Atualmente, Silvia diz que o cenário é diferente. O respeito vem com a convivência e com o resultado do trabalho. Ela está no último ano da graduação em Engenharia Civil. A mestre de obras defende que postura é essencial para enfrentar o machismo no ambiente profissional.

“A gente não precisa ter força de homem. A gente só precisa ter o jeito de mulher.”

Na aviação, a mudança também acontece dentro dos hangares. A mecânica Francisca Morais entrou na área há pouco mais de um ano, por meio de um programa de inclusão feminina da Azul Linhas Aéreas.

 A trajetória profissional começou bem diferente, na indústria química. Apesar de nunca ter imaginado trabalhar com aviões, ela se identificou muito com a área e atua na manutenção de aeronaves em Campinas.

“Quando eu entrei, eu fiquei fascinada. É um privilégio fazer parte desse mundo.”

Para ela, cada nova mulher que entra na manutenção aeronáutica abre caminho para outras. São passos importantes para começar a mudar a cultura de um setor historicamente masculino.

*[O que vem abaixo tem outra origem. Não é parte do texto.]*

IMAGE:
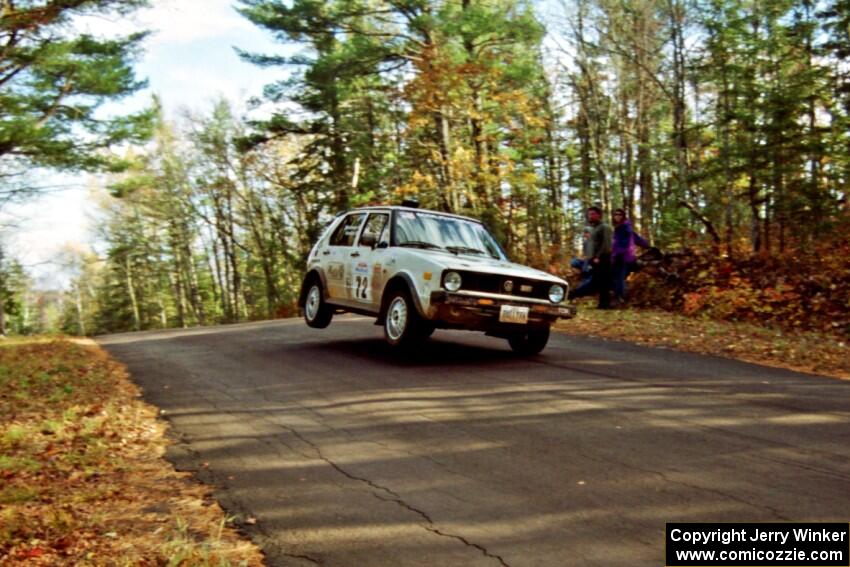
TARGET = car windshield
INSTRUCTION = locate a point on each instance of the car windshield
(459, 236)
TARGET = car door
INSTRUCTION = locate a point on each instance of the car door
(367, 260)
(338, 255)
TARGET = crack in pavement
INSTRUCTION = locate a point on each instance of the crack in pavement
(396, 499)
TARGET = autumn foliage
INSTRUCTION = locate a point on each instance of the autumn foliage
(806, 289)
(82, 480)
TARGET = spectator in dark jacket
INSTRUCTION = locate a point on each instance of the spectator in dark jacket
(599, 259)
(583, 264)
(623, 253)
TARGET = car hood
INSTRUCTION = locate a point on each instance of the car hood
(471, 263)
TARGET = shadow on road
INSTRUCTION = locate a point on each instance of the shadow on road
(433, 352)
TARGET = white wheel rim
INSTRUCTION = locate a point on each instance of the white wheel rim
(314, 300)
(397, 318)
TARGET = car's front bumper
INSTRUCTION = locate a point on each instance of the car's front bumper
(480, 310)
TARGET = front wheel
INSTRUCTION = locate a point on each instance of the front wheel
(317, 313)
(530, 341)
(403, 326)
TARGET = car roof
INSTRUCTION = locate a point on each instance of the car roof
(412, 210)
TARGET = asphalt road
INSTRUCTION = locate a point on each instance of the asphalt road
(465, 454)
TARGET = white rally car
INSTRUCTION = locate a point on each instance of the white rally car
(418, 270)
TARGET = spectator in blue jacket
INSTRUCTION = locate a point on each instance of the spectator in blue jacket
(623, 253)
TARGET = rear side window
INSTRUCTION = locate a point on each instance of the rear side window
(346, 232)
(376, 225)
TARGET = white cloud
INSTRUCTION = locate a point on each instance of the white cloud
(173, 22)
(184, 21)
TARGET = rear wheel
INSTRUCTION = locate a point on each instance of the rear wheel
(530, 341)
(403, 326)
(317, 313)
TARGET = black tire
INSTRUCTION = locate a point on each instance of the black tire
(530, 341)
(317, 313)
(403, 327)
(426, 330)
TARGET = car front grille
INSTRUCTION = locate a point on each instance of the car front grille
(494, 283)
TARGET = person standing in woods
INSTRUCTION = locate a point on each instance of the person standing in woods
(599, 257)
(623, 255)
(582, 264)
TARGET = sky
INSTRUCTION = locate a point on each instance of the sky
(189, 62)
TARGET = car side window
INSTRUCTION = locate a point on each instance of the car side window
(346, 232)
(375, 225)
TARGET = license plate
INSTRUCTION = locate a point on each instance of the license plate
(513, 314)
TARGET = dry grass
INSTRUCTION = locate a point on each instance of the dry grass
(82, 478)
(815, 352)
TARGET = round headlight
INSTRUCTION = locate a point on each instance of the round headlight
(556, 293)
(452, 281)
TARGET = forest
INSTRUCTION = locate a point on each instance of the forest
(721, 126)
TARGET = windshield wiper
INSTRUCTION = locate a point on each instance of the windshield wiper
(464, 249)
(421, 244)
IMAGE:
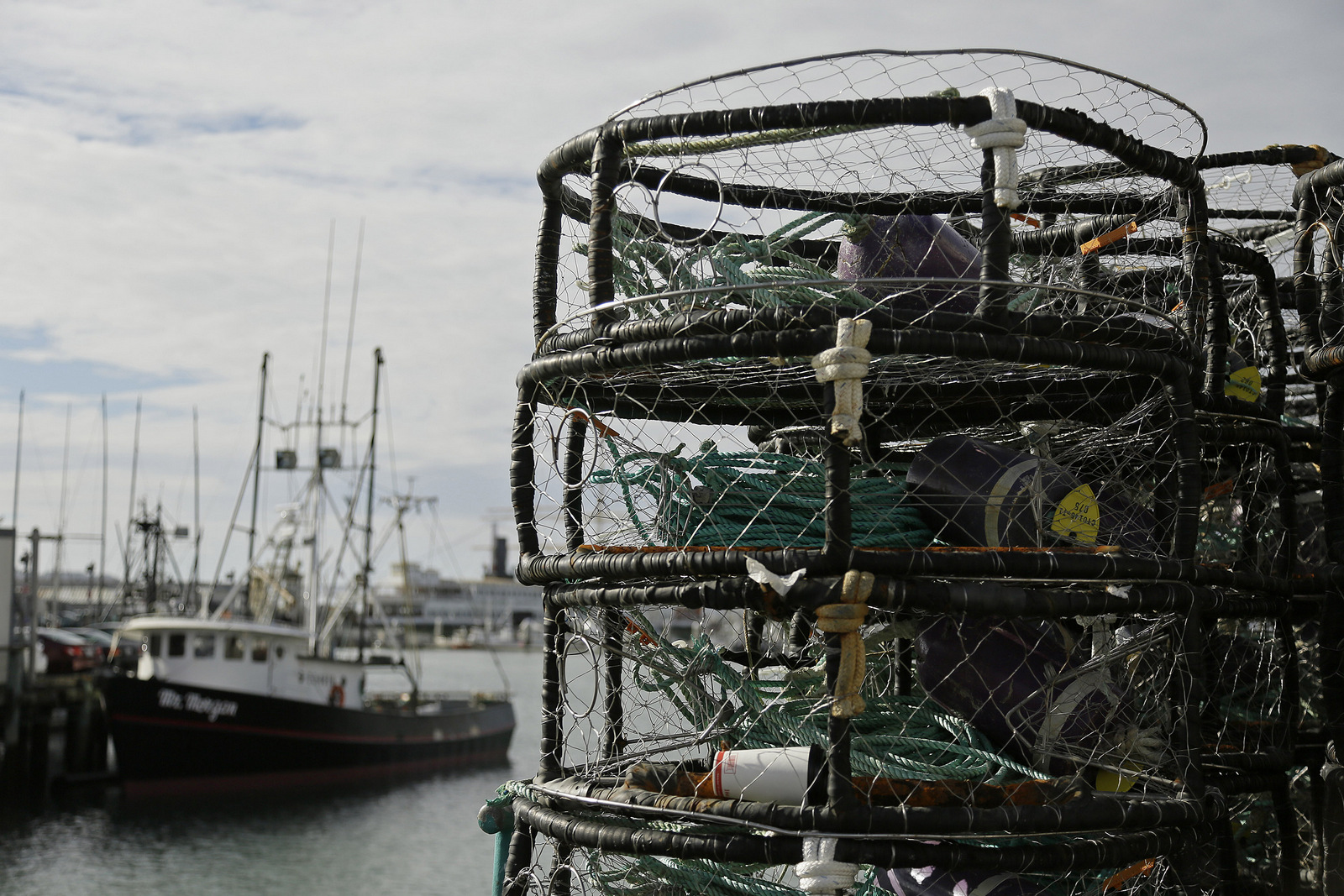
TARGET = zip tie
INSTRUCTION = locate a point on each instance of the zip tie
(846, 618)
(846, 365)
(1310, 164)
(819, 872)
(1097, 244)
(1005, 134)
(764, 577)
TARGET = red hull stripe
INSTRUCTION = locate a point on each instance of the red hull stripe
(300, 735)
(288, 779)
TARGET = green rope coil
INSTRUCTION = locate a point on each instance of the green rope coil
(757, 499)
(894, 738)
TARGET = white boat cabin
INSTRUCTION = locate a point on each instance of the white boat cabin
(245, 658)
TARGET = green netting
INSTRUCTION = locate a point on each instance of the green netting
(757, 499)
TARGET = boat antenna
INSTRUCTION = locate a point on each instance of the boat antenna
(349, 335)
(102, 528)
(18, 456)
(369, 508)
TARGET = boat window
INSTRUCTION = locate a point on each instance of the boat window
(234, 647)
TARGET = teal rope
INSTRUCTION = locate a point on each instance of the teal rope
(645, 266)
(757, 499)
(893, 738)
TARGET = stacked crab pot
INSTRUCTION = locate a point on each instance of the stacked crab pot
(905, 465)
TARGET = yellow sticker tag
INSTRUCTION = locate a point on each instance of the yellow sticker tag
(1243, 385)
(1077, 516)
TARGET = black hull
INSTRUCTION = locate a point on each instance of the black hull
(202, 735)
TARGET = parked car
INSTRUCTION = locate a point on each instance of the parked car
(67, 652)
(98, 637)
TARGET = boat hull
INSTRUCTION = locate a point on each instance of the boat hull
(179, 734)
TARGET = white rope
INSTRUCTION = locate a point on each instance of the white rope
(846, 365)
(1005, 134)
(819, 872)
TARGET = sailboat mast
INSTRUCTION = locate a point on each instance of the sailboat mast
(102, 528)
(369, 504)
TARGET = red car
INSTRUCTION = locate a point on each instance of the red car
(67, 652)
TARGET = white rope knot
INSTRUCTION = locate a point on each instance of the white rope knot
(819, 872)
(1005, 132)
(846, 365)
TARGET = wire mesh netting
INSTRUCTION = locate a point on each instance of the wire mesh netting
(927, 464)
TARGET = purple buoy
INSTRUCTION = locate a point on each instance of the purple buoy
(1015, 681)
(922, 246)
(976, 493)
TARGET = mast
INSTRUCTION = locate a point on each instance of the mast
(261, 429)
(318, 483)
(195, 446)
(131, 512)
(369, 506)
(18, 456)
(102, 528)
(60, 512)
(349, 332)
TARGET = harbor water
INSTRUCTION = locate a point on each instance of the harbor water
(413, 836)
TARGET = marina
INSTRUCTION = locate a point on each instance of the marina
(671, 452)
(401, 835)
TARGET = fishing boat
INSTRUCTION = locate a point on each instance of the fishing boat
(212, 705)
(253, 691)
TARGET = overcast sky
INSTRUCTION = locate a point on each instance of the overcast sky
(170, 170)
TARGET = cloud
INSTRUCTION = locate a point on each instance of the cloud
(172, 168)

“O fator ser mulher nunca pode ser um limite para o que a gente pode vir a conseguir.”

A presença feminina ainda não é maioria nesses setores. São avanços tímidos, mas que deixam de ser novidade para se tornar rotina. Com competência e profissionalismo, provam todos os dias que esse lugar também é delas.

Homenagem no mês da mulher

Silvia e Francisca, além de outras mulheres de Campinas, foram homenageadas nesta quarta-feira (4) pela Secretaria de Políticas para as Mulheres, em uma cerimônia de abertura do mês da mulher, no Paço Municipal. Elas viraram tema de uma exposição no saguão da Prefeitura que homenageia mulheres com trajetórias inspiradoras. A exposição com fotos e as histórias de cada uma delas será destaque durante todo o mês.

Ações permanentes e políticas públicas para as mulheres

A Prefeitura mantém uma rede de proteção às mulheres vítimas de violência. A Guarda Amiga da Mulher (Gama) fiscaliza o cumprimento de medidas protetivas com visitas periódicas, sendo que em 2025 foram 6.555 atendimentos. A corporação também atua pelo Botão SOS Gama, que permite acionar uma equipe pelo celular. Localizada na base do Centro da GCM, a Sala Lilás oferece acolhimento e orientação às mulheres, encaminhando para a rede de atendimento.

Na área da Saúde, o Hospital da Mulher (Craim) atende pacientes encaminhadas por outros serviços, em dias úteis, das 7h às 19h. Já o Abrigo Sara-M oferta acolhimento para mulheres vítimas de violência e seus filhos, enquanto o Abrigo Santa Clara oferece abrigo para mulheres e filhos em situação de rua.

Também há medidas de prevenção e suporte social. O programa Bem Campinas garante benefícios eventuais, incluindo auxílio-moradia de R$ 994,30 por seis meses para vítimas de violência, com possibilidade de prorrogação.

O projeto Bem-Me-Quero, em parceria com a Secretaria de Educação, promove ações educativas sobre enfrentamento à violência, saúde e empoderamento feminino, e já alcançou cerca de 9,1 mil participantes até 2025.

No transporte público, o Botão Bela permite denunciar importunação e assédio pelo aplicativo da Emdec; a lei do Desembarque Fora do Horário autoriza mulheres a descerem em local mais seguro entre 22h e 5h; e o Abrigo Amigo disponibiliza totem com chamada de vídeo para a central de atendimento, com 3,1 mil chamados desde 2023, sendo 455 apenas em 2026.